Visto il ricorso in appello con i relativi allegati;
Visti gli atti tutti della causa;
Relatore nell’udienza pubblica del giorno 25 marzo 2014 il Cons. Antonio Amicuzzi e udito per la parte appellante l’avvocato Picciano, per delega dell’avvocato Pancallo;
A) – Con il ricorso in appello in esame la Demetra Società Cooperativa Sociale ha chiesto l’annullamento o la riforma della sentenza del T.A.R. in epigrafe indicata con la quale è stata dichiarata l’irricevibilità del ricorso proposto per l’annullamento della determinazione dirigenziale del Comune di Cosenza n. 656 del 27 maggio 2010 (di “revoca/decadenza” della aggiudicazione disposta in favore di detta società della gara per l’affidamento dei servizi educativi per l’infanzia nel settore scolastico per mancata dimostrazione del possesso dei requisiti prescritti dal bando e per invalida prestazione della cauzione definitiva), della Det. n. 696 del 31 maggio 2010 (di integrazione della determinazione sopra citata), nonché degli atti connessi ed in particolare della nota del Comune stesso prot. n. 117 del 10 maggio 2010 (di avvio del procedimento); inoltre di reiezione della domanda di risarcimento danni.

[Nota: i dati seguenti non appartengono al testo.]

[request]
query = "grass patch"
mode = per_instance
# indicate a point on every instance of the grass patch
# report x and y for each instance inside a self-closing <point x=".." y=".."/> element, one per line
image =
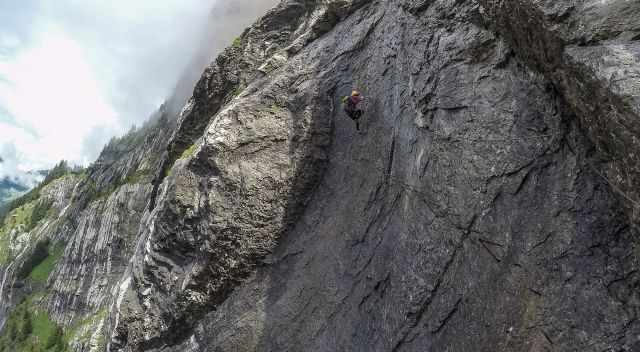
<point x="40" y="273"/>
<point x="17" y="218"/>
<point x="29" y="329"/>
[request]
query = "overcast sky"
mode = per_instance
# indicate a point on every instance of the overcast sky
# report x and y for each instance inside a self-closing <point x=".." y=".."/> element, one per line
<point x="74" y="73"/>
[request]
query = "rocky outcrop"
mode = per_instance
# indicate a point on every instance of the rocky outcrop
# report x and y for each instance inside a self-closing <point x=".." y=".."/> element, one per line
<point x="489" y="204"/>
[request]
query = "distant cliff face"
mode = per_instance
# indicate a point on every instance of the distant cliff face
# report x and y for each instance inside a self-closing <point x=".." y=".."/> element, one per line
<point x="489" y="204"/>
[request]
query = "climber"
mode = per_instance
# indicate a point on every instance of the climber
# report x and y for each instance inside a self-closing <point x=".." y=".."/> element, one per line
<point x="351" y="107"/>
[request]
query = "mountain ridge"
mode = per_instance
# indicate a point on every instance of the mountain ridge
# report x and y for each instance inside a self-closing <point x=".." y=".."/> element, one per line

B) – A sostegno del gravame sono stati dedotti i seguenti motivi:
1.- Erroneità della sentenza.
Il primo giudice ha dichiarato irricevibile il ricorso introduttivo del giudizio senza considerare che alla fattispecie non era applicabile l’art. 8 del D.Lgs. n. 53 del 2010 e che comunque sussisteva errore scusabile.
2.- Al fine di non incorrere nella decadenza di cui all’art. 101, comma 2, del c.p.a. è stata ribadita la fondatezza delle doglianze formulate con i motivi di ricorso di primo grado:
2.1.- Con riguardo al motivo, posto a base del provvedimento di revoca, che il beneficio della dimidiazione dell’importo della cauzione definitiva era invalidato dalla circostanza che il certificato di qualità era stato dapprima sospeso e poi ritirato, sono state dedotte le seguenti censure:
Eccesso di potere nella forma della manifesta infondatezza, dell’illogicità e dello sviamento. Violazione dei principi di efficienza dell’azione amministrativa, di affidamento procedimentale, di correttezza, di imparzialità e di buona amministrazione. Violazione degli artt. 21 quinquies e 21 nonies della L. n. 241 del 1990.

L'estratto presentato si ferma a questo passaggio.